Özellikle muhafazakâr partiler için oy deposu konumunda olan bu tabaka her dönem siyasiler için cazip bir alan olmuştur. Oy potansiyeli fazla, siyasi nüfuzu fazla olmayan bu tabaka, seçim zamanında ciddiye alınmakta, seçimden sonra ihmal edilmektedir.

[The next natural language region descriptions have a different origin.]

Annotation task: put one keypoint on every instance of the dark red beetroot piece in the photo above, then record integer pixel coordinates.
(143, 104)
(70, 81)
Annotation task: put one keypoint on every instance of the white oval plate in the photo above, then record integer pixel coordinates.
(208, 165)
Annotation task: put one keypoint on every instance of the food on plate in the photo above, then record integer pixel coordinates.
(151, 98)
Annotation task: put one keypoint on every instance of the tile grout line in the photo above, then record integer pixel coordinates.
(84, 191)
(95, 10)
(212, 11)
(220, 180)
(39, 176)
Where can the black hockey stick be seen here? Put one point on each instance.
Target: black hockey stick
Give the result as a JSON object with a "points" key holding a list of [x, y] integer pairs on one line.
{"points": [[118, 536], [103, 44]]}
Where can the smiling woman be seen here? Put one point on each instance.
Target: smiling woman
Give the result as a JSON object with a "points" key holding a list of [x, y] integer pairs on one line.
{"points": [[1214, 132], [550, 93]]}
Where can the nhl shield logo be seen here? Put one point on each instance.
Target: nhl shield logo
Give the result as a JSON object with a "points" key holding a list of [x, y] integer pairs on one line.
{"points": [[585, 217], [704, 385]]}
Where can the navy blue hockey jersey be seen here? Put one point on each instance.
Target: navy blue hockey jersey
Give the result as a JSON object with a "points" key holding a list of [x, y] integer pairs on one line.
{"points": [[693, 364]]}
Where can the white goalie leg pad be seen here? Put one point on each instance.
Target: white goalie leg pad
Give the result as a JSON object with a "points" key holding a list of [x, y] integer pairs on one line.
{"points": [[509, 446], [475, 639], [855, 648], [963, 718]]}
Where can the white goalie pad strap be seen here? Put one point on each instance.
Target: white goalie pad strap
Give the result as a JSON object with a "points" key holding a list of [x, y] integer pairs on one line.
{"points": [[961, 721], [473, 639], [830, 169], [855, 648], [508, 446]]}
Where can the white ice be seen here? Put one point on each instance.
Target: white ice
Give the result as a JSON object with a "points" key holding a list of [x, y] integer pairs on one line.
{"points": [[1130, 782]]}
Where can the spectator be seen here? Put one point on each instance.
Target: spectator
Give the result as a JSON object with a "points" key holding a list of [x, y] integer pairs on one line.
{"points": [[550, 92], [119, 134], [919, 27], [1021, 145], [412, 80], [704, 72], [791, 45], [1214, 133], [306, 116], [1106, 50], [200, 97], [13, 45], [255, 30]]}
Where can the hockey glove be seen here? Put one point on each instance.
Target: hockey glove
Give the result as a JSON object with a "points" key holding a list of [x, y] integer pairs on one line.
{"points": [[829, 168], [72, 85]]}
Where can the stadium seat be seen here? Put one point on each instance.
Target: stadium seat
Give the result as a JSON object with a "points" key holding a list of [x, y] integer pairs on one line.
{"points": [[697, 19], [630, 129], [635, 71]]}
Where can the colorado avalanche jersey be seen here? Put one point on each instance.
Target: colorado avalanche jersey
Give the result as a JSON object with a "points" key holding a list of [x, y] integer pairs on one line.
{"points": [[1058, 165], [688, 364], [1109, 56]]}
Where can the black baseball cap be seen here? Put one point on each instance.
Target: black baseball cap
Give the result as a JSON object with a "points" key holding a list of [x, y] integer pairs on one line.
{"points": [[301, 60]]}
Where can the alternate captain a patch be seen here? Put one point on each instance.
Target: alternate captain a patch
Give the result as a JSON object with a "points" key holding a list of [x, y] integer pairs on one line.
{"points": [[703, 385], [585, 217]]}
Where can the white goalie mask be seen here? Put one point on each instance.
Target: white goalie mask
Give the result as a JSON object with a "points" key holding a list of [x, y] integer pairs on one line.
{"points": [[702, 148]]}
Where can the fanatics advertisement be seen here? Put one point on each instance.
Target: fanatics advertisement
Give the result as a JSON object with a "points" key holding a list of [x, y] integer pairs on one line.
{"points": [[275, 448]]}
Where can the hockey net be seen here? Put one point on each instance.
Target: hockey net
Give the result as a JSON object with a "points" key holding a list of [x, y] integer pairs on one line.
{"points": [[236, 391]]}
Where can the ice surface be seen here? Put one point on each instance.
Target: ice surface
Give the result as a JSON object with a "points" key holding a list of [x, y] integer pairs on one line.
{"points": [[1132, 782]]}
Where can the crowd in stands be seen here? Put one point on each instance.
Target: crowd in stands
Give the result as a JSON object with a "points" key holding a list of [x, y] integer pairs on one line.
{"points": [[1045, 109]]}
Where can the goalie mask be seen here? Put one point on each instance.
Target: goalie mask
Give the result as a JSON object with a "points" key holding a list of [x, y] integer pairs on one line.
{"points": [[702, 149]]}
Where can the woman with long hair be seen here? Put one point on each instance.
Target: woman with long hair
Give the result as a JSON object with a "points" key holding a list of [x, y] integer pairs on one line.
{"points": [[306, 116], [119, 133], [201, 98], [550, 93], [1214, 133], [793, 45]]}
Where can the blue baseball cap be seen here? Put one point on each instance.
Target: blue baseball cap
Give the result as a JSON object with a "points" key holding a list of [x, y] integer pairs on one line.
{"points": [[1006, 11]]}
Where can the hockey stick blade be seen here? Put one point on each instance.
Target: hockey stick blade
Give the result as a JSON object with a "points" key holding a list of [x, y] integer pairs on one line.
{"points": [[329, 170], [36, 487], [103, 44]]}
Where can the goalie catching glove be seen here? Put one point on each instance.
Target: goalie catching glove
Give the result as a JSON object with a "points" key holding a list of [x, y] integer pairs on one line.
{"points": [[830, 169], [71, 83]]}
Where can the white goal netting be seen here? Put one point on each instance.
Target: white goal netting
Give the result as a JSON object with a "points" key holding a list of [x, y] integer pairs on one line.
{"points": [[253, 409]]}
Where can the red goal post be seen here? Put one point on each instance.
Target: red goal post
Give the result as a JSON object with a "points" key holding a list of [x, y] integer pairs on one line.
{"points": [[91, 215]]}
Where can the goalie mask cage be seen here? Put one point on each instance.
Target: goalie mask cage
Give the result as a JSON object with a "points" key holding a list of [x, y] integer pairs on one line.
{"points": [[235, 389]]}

Atanan veya atanamayan öğretmenlerin hepsi bu tabakaya dâhilidir. Her siyasi partinin bu sahipsiz tabakanın insanına ve onun tercih etmiş olduğu mesleklere yönelik kolay bir şekilde müdahalede bulunması, bu tabakanın insanlarını rahatsız etmiştir. Son zamanlarda özellikle uzman, başöğretmen gibi kavramlar üzerinden sınava tabi tutulmaları, mülakat, öğretmenlik meslek kanunu gibi uygulamalarla üzerlerine gidilmesi bu kesimde büyük rahatsızlık oluşturmuştur. Günümüzde mülakatlarla ilgili oluşan algılar, insanlarda çok büyük hayal kırıklığı oluşturmuştur. Milli Eğitim Bakanlığı ne kadar öğretmen alımındaki mülakatlarda torpilin olamayacağı teminatını vermiş olmasına rağmen, şüyuu vukuundan büyüktür mantığınca bu algıyı bir türlü üzerlerinden atamamaktadırlar.
Onlar kuyumcudan, doktordan, avukattan, esnaftan vergi alamayan hükümetin, kendileri üzerinde istedikleri şekilde baskı uygulamasından, her türlü ameliyat yapılmasından rahatsız olmaktadırlar.